January 6, 2010

Death of Dana, Jr.

Richard Henry Dana, Jr. died on January 6, 1882. He was 66 years old. Though his career was varied — he was a sailor, a writer, and a lawyer — he is known predominantly from one book: Two Years Before the Mast, published in 1840.

The book was inspired by two years at sea, which the Boston Brahmin took to avoid Harvard temporarily (and with a hope to repair worsening eyesight). Serving as a common sailor rather than taking the European Grand Tour expected of wealthy individuals, he was disturbed by the plight of his fellow seamen. His book, a memoir of his two years on board the Pilgrim, was written to draw attention to the poor conditions at sea. Dana Point in California was named in honor of the author.

Dana continued fighting on land as well. While an undergrad at Harvard, he was suspended for six months for supporting a student protest. After graduating from Harvard Law School, he fought for an eclectic range of clients, including the fugitive slave Anthony Burns.

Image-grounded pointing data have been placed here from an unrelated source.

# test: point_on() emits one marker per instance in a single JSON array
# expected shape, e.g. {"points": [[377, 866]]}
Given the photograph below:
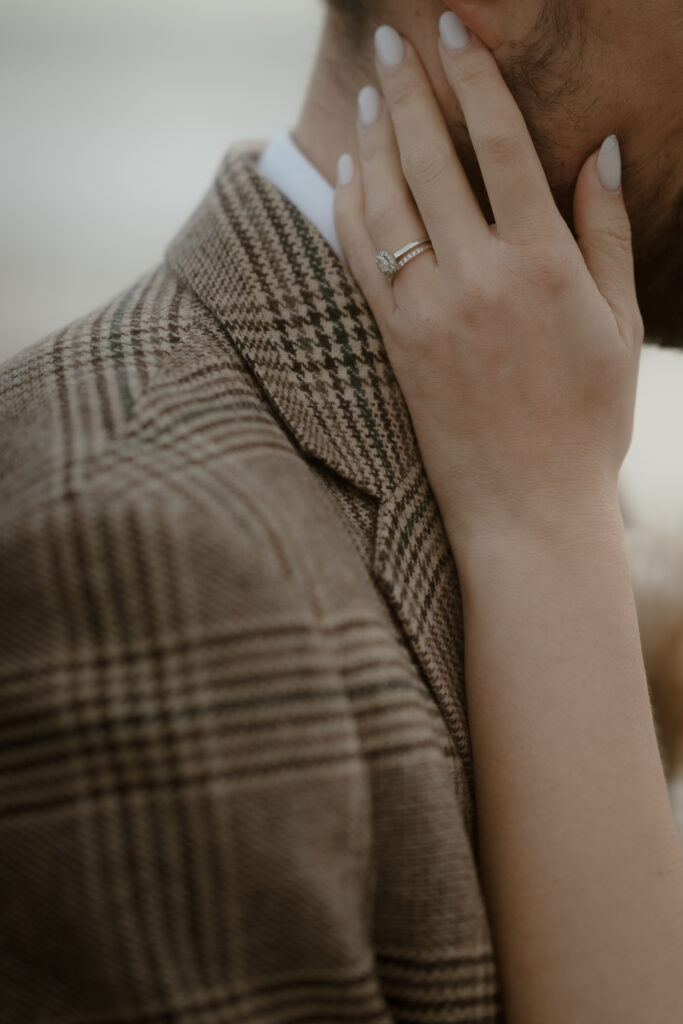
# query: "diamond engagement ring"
{"points": [[391, 263]]}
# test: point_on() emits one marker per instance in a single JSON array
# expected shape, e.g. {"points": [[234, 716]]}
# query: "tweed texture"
{"points": [[236, 777]]}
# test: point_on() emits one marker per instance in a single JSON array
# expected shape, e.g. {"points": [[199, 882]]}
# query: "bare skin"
{"points": [[579, 72], [517, 350]]}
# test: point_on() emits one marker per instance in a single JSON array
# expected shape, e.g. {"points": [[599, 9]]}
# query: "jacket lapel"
{"points": [[301, 324]]}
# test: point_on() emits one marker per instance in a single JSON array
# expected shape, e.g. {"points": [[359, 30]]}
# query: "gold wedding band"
{"points": [[391, 263]]}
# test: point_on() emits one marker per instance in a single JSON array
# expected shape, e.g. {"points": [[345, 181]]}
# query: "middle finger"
{"points": [[430, 164]]}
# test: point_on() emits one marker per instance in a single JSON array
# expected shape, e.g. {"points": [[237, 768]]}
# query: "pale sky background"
{"points": [[114, 117]]}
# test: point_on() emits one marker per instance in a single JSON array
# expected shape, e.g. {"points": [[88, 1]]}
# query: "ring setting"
{"points": [[390, 263]]}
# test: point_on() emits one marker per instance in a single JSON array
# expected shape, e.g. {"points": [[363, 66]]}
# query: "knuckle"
{"points": [[501, 145], [406, 92], [383, 210], [472, 72], [425, 165]]}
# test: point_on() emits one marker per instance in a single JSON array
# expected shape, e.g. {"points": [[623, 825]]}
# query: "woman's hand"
{"points": [[515, 346]]}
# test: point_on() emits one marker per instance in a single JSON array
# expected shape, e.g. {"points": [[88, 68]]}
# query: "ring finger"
{"points": [[391, 216]]}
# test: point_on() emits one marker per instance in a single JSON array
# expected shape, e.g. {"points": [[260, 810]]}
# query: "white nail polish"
{"points": [[369, 105], [455, 35], [389, 47], [609, 164], [345, 170]]}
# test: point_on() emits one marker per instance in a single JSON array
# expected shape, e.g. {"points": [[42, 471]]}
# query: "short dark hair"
{"points": [[353, 15]]}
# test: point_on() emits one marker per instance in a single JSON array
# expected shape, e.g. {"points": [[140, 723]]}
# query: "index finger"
{"points": [[518, 192]]}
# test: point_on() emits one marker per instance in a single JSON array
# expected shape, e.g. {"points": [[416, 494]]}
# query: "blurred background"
{"points": [[115, 117]]}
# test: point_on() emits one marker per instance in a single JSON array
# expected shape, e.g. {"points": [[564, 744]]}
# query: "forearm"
{"points": [[581, 860]]}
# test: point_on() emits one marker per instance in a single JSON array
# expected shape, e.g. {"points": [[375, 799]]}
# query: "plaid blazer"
{"points": [[236, 777]]}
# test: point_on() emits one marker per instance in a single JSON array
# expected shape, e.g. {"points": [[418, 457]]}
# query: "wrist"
{"points": [[558, 528]]}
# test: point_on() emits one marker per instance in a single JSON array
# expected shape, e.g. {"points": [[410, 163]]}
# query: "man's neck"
{"points": [[326, 127]]}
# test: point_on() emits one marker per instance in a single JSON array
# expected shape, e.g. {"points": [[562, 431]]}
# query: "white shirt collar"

He also represented doctor William T. G. Morton, who was fighting for official recognition as the discoverer of the anesthetic properties of ether. Interestingly enough, it was a dentist who applied ether to Frances Appleton Longfellow, wife of Henry Wadsworth Longfellow, as the first woman to give birth under anesthesia. Her daughter, Fanny Jr., did not survive past infancy. However, another daughter of the Longfellows, "Edith with the golden hair," married Richard Henry Dana III.

Dana Jr. traveled to Rome, Italy, at the end of his life. It was there that he contracted influenza and died in 1882, having outlived his father and namesake, himself a famous poet and critic, by slightly less than three years.

1 comment:

  1. I haven't read that poem since undergrad, and it means so much more now that I am a parent. Thank you for reminding me of it. And what an interesting connection. What a fighter!